Depuis 2015, la Collectivité territoriale de Martinique (CTM) a pris l’habitude de se substituer à l’État dans des domaines qui ne relèvent pas de ses attributions. Ce débordement, né des urgences locales mais aussi d’un choix politique assumé, pose désormais la question de sa soutenabilité budgétaire et de son avenir institutionnel.
Créée de la fusion du département et de la région, la CTM n’a cessé d’élargir son champ d’action.
Pénuries d’eau, hôpitaux en crise, tensions sociales : face aux urgences, elle s’est souvent imposée comme l’ultime recours, finançant des projets éducatifs, soutenant les communes ou renforçant les services de santé. Cette pratique traduit aussi un constat : l’État peine à intégrer les spécificités martiniquaises. En comblant ces manques, la collectivité s’efforce de garantir la continuité du service public.
Mais ce choix a aussi une dimension politique.
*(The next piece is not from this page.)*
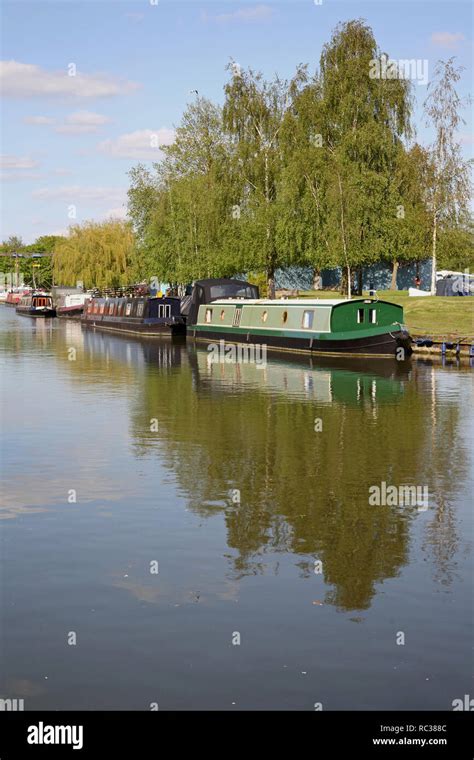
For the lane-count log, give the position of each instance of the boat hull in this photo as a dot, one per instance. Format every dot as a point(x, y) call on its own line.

En assumant des charges supplémentaires, la CTM veut démontrer sa capacité à gérer des compétences élargies, à l’image des collectivités régies par l’article 74 de la Constitution. Elle se présente ainsi comme l’institution de proximité capable d’agir, renforçant sa légitimité auprès des habitants et préparant une éventuelle évolution statutaire. Faute de moyens financiers adaptés, cette autonomie de fait fragilise pourtant un budget de fonctionnement déjà grevé de plus d’un milliard d’euros.
Trois trajectoires sont aujourd’hui envisagées :
Maintenir le statu quo, au risque d’un budget toujours plus contraint ; obtenir une évolution encadrée, avec des habilitations accrues dans le cadre de l’article 73 et des dotations spécifiques ; ou franchir le pas d’un basculement à l’article 74, qui donnerait un pouvoir normatif et des ressources fiscales propres mais impliquerait une rupture institutionnelle que la population n’appelle pas majoritairement de ses vœux. L’avenir de la CTM dépendra autant de la volonté des élus locaux que de la capacité de l’État à reconnaître la singularité martiniquaise.
Lecornu à Matignon : quels effets sur le Congrès des élus de Martinique ?
La nomination de Sébastien Lecornu comme Premier ministre intervient à quelques semaines du Congrès des élus de Martinique, prévu en septembre et en octobre 2025. Ancien ministre des Outre-mer, il connaît bien les débats institutionnels de l’île et le rôle élargi déjà assumé par la CTM. Cette familiarité constitue un atout. Mais son mandat s’annonce fragile : il doit avant tout faire adopter le budget 2026 dans un Parlement fragmenté, sous la menace constante d’une censure. Dans ce contexte, les dossiers ultramarins pourraient être relégués au second plan.
Si son gouvernement se stabilise, Lecornu pourrait renouer avec la méthode privilégiée rue Oudinot :
le dialogue et les compromis pragmatiques. La voie serait alors ouverte à des habilitations spécifiques sous l’article 73, assorties de moyens ciblés, en attendant un débat plus large sur l’évolution institutionnelle. En revanche, si son cabinet tombait rapidement, le Congrès se tiendrait dans une atmosphère d’incertitude, sans perspective claire de soutien de l’État.
L’arrivée de Lecornu à Matignon place ainsi le Congrès face à une équation délicate : la possibilité d’un interlocuteur attentif et pragmatique, mais aussi la dépendance persistante du processus martiniquais aux aléas de la politique nationale.